Most teams don't know how many file transfers are running on their network. Not because they're negligent, but because there's no easy way to find them.
Cron jobs on a forgotten server. Scheduled tasks on a Windows machine that the last admin set up. A script in someone's home directory that SCPs a file to a vendor every night. These exist in every organisation that's been running for more than a year.
We built mft-discover to find them.
What It Does
mft-discover is a standalone Rust CLI that scans Linux and Windows machines for file transfer activity. It connects via SSH or WinRM and looks for:
- Crontabs — any
scp,sftp,rsync,curl, orwgetcommands - Windows Scheduled Tasks — file transfer operations in Task Scheduler
- Shell scripts —
.sh,.bash,.ps1files with transfer commands - Tool configs — FileZilla, WinSCP, and PuTTY saved profiles
It produces a self-contained HTML report that shows everything it found. Machine-readable JSON output is available for pipeline integration.
$ mft-discover --targets 192.168.1.0/24 --output .
MFTPlus Discovery Tool v0.4.0
Scanning 16 targets...
[1/16] 192.168.1.14 (Linux) via SSH
✓ Cron: 2 transfers found
[2/16] 192.168.1.22 (Linux) via SSH
✓ WinSCP: profile with saved credentials
[3/16] 192.168.1.31 (Windows) via WinRM
✓ PowerShell: hardcoded_credentials
[4/16] 192.168.1.45 (Linux) via SSH
— No file transfer activity
[5/16] 192.168.1.50 (Windows) via WinRM
✓ ScheduledTask: 7 jobs, 4 using FTP
Summary: 5 transfers across 16 hosts
⚠ 3 unencrypted
⚠ 1 hardcoded_credentials
Report: ./mft-discover-report-2026-05-27.html
Why We Built It
We kept hearing the same story from potential customers: "I think we have file transfers running somewhere, but I don't know where they all are."
That uncertainty is a compliance risk. If you don't know where your data is moving, you can't audit it. If you can't audit it, you can't certify compliance.
mft-discover turns that unknown into a concrete report. You run the scan, you get a list of every file transfer on your network, organised by host and protocol. You know exactly what needs to be migrated, secured, or retired.
What It Doesn't Do
Version 1 is passive-only. It reads configs and scans scripts. It doesn't probe for open ports or test credentials.

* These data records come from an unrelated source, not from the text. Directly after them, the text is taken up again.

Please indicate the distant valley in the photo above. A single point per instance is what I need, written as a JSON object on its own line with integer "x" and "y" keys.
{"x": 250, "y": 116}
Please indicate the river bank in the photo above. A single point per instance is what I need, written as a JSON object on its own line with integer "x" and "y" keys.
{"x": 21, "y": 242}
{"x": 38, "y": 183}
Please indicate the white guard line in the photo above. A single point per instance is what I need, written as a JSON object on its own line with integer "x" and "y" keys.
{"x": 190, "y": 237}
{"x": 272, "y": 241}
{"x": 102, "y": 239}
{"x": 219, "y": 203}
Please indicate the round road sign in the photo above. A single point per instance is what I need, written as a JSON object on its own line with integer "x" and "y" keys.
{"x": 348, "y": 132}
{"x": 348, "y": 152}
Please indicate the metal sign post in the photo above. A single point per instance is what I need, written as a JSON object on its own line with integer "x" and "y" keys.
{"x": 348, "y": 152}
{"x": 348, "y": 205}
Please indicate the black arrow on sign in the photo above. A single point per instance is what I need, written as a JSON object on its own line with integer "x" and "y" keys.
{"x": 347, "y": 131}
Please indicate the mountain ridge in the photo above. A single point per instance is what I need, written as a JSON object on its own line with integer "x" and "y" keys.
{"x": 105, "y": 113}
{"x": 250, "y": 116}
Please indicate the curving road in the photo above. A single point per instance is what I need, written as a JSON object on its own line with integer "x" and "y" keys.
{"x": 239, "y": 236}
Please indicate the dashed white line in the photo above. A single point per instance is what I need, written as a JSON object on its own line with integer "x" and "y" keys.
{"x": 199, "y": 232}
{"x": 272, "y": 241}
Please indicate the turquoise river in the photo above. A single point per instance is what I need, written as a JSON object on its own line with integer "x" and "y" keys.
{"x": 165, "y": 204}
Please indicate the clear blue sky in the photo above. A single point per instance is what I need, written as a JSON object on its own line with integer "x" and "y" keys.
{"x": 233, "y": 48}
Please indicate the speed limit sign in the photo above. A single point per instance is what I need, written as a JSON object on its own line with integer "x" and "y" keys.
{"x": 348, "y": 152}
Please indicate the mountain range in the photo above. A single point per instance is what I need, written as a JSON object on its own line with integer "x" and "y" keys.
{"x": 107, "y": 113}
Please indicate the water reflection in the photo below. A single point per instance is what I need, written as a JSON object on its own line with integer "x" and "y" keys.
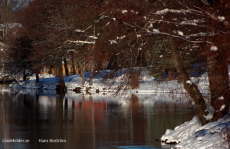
{"x": 85, "y": 121}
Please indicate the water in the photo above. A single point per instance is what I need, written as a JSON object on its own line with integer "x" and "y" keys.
{"x": 73, "y": 121}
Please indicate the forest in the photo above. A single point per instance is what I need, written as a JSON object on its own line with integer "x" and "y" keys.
{"x": 160, "y": 35}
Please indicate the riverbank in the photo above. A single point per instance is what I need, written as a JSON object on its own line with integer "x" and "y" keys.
{"x": 188, "y": 135}
{"x": 146, "y": 84}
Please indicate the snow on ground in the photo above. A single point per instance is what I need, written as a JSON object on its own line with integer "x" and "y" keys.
{"x": 188, "y": 135}
{"x": 214, "y": 135}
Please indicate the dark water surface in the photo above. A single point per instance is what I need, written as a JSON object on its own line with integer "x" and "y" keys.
{"x": 32, "y": 120}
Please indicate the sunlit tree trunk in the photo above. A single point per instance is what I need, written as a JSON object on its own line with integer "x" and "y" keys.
{"x": 91, "y": 74}
{"x": 66, "y": 67}
{"x": 60, "y": 75}
{"x": 37, "y": 77}
{"x": 190, "y": 87}
{"x": 82, "y": 74}
{"x": 217, "y": 63}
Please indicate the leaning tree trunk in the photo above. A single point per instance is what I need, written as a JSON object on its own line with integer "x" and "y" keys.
{"x": 82, "y": 67}
{"x": 91, "y": 74}
{"x": 60, "y": 75}
{"x": 217, "y": 64}
{"x": 190, "y": 87}
{"x": 66, "y": 67}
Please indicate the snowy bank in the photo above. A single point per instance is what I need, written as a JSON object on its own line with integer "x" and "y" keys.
{"x": 214, "y": 135}
{"x": 146, "y": 83}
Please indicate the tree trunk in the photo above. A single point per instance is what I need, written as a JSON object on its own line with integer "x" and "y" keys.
{"x": 66, "y": 67}
{"x": 217, "y": 63}
{"x": 91, "y": 75}
{"x": 171, "y": 74}
{"x": 37, "y": 77}
{"x": 73, "y": 64}
{"x": 61, "y": 78}
{"x": 82, "y": 74}
{"x": 190, "y": 87}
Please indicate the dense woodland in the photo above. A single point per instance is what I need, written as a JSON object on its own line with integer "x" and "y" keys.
{"x": 160, "y": 35}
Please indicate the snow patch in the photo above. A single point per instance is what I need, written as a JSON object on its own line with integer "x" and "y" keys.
{"x": 214, "y": 48}
{"x": 221, "y": 18}
{"x": 189, "y": 82}
{"x": 124, "y": 11}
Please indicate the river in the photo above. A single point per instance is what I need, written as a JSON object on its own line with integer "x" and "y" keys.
{"x": 46, "y": 120}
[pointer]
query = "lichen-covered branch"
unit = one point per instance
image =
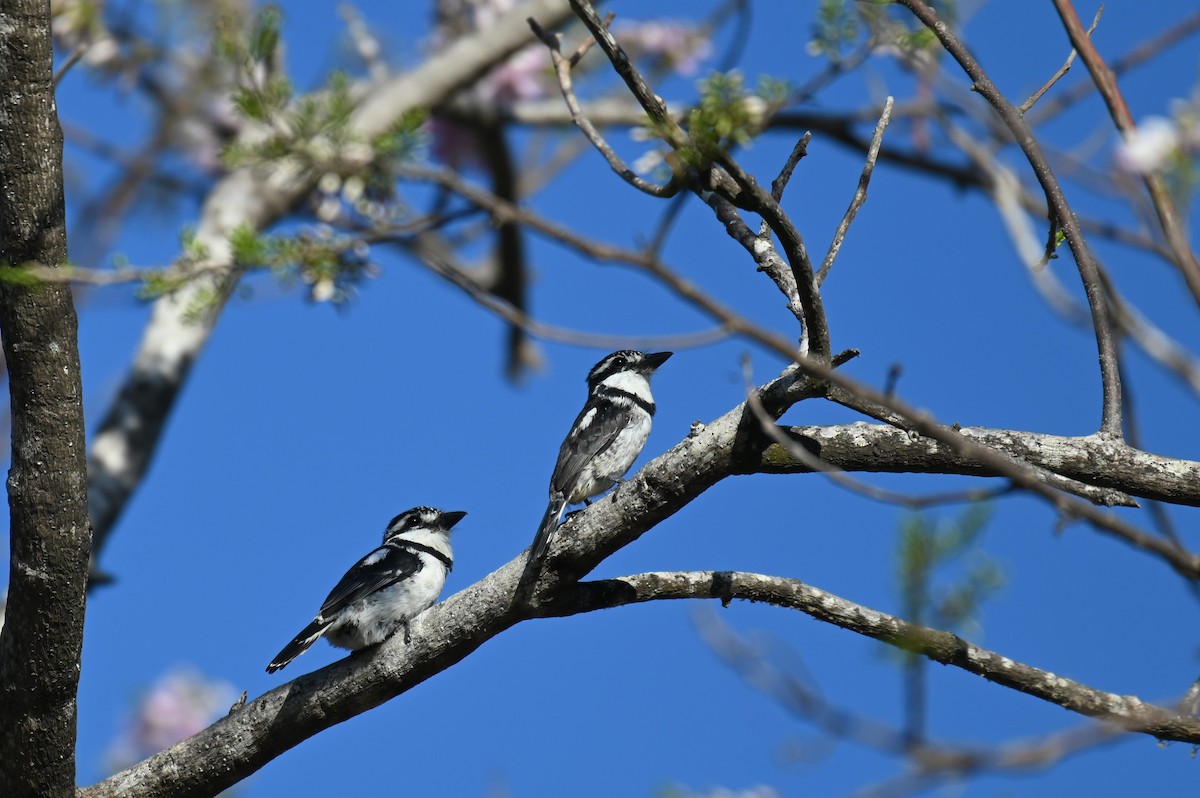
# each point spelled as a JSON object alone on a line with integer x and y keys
{"x": 1128, "y": 712}
{"x": 257, "y": 197}
{"x": 49, "y": 538}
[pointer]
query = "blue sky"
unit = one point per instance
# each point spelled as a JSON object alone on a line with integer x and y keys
{"x": 303, "y": 431}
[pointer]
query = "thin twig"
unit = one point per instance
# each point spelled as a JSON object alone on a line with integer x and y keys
{"x": 1127, "y": 712}
{"x": 71, "y": 60}
{"x": 817, "y": 465}
{"x": 1063, "y": 70}
{"x": 1164, "y": 207}
{"x": 744, "y": 192}
{"x": 433, "y": 252}
{"x": 563, "y": 70}
{"x": 1143, "y": 53}
{"x": 864, "y": 180}
{"x": 779, "y": 184}
{"x": 1060, "y": 209}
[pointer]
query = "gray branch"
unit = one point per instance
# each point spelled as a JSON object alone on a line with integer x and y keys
{"x": 1128, "y": 712}
{"x": 257, "y": 197}
{"x": 276, "y": 721}
{"x": 1091, "y": 460}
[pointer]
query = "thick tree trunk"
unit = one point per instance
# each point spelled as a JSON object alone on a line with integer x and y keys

It also doesn't remediate. mft-discover finds and reports. MFTPlus handles the remediation: onboarding discovered transfers into a managed, encrypted, audited pipeline.
Getting Started
mft-discover is free. Linux and Windows binaries are available from the MFTPlus releases page.
# Download the binary
curl -LO https://releases.mftplus.co.za/mft-discover/mft-discover-latest-linux
# Make it executable
chmod +x mft-discover-latest-linux
# Run a scan
./mft-discover-latest-linux --targets 192.168.1.0/24 --output .
# Or scan a single host with a specific SSH key
./mft-discover-latest-linux --targets 10.0.1.14 --ssh-key ~/.ssh/id_rsa --output .
FAQ
Is it really free?
Yes. No registration, no API key, no trial timer.
Does it phone home?
No. The scan runs entirely on your network. The report is generated locally. The only outbound integration is optional: uploading findings to an MFTPlus dashboard if you have one.
What about Windows?
WinRM transport is supported for Windows targets. The binary runs on both Linux and Windows.
Can I run it in CI/CD?
Yes. JSON output mode is designed for pipeline integration. Exit codes indicate whether findings were detected.
How does it compare to a penetration test?
It's not a pen test. It's asset discovery for file transfers. A pen test might find these incidentally. mft-discover looks specifically for them.